Goodyhills is a hamlet in the civil parish of Holme St Cuthbert, in northern Cumbria, United Kingdom. It is located 1.5 miles east of the village of Mawbray, and 23 miles west of the city of Carlisle.

A quarter of a mile to the north-west is the parish seat of Holme St Cuthbert, where the local primary school and parish church are located, and half a mile to the south-east is the small hamlet of Jericho. At nearby Newtown, there is a farm park and tea room called the Gincase. Goodyhills has no nearby public transport links; the closest railway station is at Aspatria, and the closest stop on a regular bus service is on the B5300 coast road at Mawbray.

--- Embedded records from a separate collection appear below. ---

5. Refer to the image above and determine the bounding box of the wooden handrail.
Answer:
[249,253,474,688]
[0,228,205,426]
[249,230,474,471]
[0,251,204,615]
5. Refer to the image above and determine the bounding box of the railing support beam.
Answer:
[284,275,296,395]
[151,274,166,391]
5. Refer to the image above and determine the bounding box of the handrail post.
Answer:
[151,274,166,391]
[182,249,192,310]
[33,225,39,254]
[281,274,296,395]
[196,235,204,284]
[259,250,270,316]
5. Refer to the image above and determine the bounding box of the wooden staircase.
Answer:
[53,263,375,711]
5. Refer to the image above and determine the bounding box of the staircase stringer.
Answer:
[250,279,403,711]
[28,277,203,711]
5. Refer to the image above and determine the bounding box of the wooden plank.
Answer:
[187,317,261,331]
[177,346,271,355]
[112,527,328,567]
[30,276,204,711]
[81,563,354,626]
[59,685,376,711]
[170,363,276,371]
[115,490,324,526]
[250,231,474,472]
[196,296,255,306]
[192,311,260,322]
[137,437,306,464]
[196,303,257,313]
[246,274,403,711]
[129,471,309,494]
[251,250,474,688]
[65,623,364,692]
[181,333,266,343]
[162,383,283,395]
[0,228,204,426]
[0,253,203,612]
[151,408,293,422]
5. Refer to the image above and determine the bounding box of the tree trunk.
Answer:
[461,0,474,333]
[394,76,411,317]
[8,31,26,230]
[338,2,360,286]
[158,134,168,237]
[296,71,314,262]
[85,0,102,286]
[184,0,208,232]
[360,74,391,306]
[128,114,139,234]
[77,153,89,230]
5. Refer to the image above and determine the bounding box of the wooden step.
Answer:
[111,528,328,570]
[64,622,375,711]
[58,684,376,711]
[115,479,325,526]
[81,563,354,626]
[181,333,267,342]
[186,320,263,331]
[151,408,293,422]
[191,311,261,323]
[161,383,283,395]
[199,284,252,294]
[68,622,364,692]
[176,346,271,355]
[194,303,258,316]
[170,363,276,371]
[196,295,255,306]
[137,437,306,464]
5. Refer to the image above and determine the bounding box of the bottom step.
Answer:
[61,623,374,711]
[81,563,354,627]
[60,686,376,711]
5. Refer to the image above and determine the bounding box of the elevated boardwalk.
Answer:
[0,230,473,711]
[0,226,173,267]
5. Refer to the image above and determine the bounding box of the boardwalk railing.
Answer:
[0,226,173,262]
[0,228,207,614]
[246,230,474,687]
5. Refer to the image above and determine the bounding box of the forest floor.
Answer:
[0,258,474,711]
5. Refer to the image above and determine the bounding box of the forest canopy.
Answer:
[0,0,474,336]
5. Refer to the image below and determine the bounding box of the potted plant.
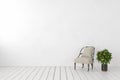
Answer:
[97,49,112,71]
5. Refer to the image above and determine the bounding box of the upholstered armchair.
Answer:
[74,46,95,71]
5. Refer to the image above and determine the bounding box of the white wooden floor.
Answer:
[0,66,120,80]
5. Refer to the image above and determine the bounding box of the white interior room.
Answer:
[0,0,120,80]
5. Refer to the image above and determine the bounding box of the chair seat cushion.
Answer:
[74,56,93,64]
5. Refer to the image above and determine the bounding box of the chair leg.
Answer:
[88,64,89,71]
[82,64,84,68]
[74,63,76,70]
[91,63,93,69]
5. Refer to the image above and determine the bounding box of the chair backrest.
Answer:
[80,46,95,57]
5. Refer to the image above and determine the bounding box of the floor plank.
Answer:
[0,65,120,80]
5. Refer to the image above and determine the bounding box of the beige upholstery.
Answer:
[74,46,95,71]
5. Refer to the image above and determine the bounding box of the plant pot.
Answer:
[101,64,108,71]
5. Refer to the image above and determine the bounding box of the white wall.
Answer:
[0,0,120,66]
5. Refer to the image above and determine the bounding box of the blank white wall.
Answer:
[0,0,120,66]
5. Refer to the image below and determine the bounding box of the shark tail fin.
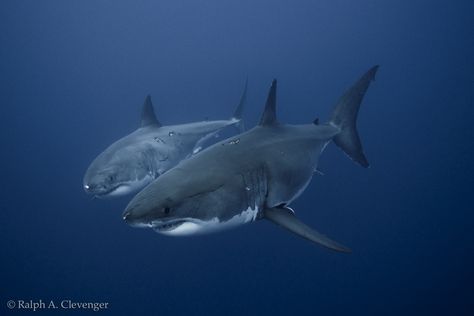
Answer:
[231,78,249,132]
[329,66,379,168]
[140,95,161,127]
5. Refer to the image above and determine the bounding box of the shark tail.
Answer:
[329,66,379,168]
[231,78,249,132]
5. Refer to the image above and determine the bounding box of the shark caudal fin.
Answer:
[140,95,161,127]
[263,207,351,253]
[329,66,379,168]
[231,78,249,132]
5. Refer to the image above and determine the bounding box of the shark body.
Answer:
[123,66,378,252]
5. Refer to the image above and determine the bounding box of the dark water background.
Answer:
[0,0,474,315]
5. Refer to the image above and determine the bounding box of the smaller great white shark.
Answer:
[123,66,378,252]
[83,81,247,198]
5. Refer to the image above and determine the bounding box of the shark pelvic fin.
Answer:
[259,79,278,126]
[264,207,351,253]
[140,95,161,127]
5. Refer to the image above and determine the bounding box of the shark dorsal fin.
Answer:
[259,79,278,126]
[140,95,161,127]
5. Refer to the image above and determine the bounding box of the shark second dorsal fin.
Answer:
[259,79,278,126]
[140,95,161,127]
[264,207,351,253]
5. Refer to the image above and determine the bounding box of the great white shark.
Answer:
[83,82,247,197]
[123,66,378,252]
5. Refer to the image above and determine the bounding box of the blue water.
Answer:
[0,0,474,315]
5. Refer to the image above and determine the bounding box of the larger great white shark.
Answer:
[83,82,247,197]
[123,66,378,252]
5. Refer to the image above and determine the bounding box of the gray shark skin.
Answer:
[83,83,247,198]
[123,66,378,252]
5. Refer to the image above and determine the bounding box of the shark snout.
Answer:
[122,207,148,227]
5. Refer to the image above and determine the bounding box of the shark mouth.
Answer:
[151,220,189,233]
[149,218,217,236]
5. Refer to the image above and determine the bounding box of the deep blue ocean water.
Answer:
[0,0,474,315]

William Wilson, noted English academic, was born in Goodyhills in 1875, and attended nearby Holme St Cuthbert primary school. He attained his PhD at Leipzig University in Germany in 1902, and went on to become a lecturer at King's College, London. He became a Fellow of the Royal Society in 1923, and ended his career at Bedford College, London in 1944.

Etymology
The name "Goodyhills" comes from Old English, and means "godlike (or sacred) hills". It has been spelled in several different ways in the past, including Guddyhills, Goddy-hills, Gowdyhowse, and Goodlike-hills.